Yesterday, United Parcel Service Inc (NYSE:UPS) and the International Brotherhood of Teamsters, the union representing around 330,000 UPS employees in the U.S., reached a tentative five-year collective bargaining agreement for U.S. Teamsters-represented employees in small-package roles, preventing a strike just before the current contracts were set to expire on July 31.
Several Wall Street analysts reacted to the news. According to UBS, the agreement, with a ~6.6% step up in full-time driver wages and larger increases in part-time worker pay which will step up ~25% from the current starting pay of $16.65/hour to $21/hour, appears to be expensive. The firm estimates that first-year cost could approach $2 billion but UPS may have offsets.
UBS noted that after the sharp year 1 step up, the pace of inflation is much more normal on the order of ~3% per year.
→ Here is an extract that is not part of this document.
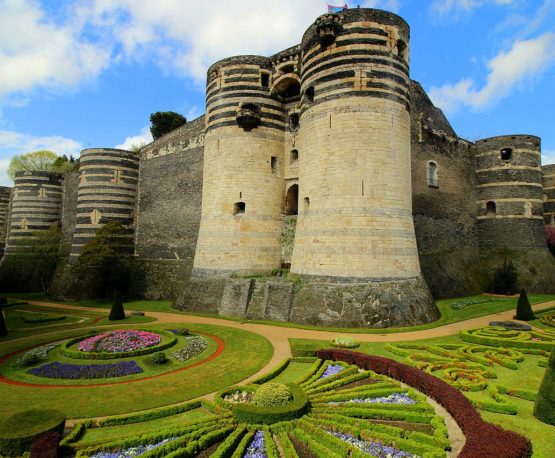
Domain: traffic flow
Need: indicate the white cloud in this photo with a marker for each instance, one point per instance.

The firm reiterated its Buy rating and $198 price target on the stock.
BofA Securities, which maintained a Neutral rating and $195 price target on UPS, said that the contract looks to add wage costs above their target (approximately $1B above target, or $1/share, ~5% average EPS impact).
The bank lowered its 2023, 2024, and 2025 EPS estimates by 3%, 6%, and 5%, to $10.35, $11.50, and $12.65, from $10.65, $12.20, and $13.30, respectively.
Bernstein, which maintained its Outperform rating and $206 price target on UPS, noted that the top rate is a little higher than they had projected.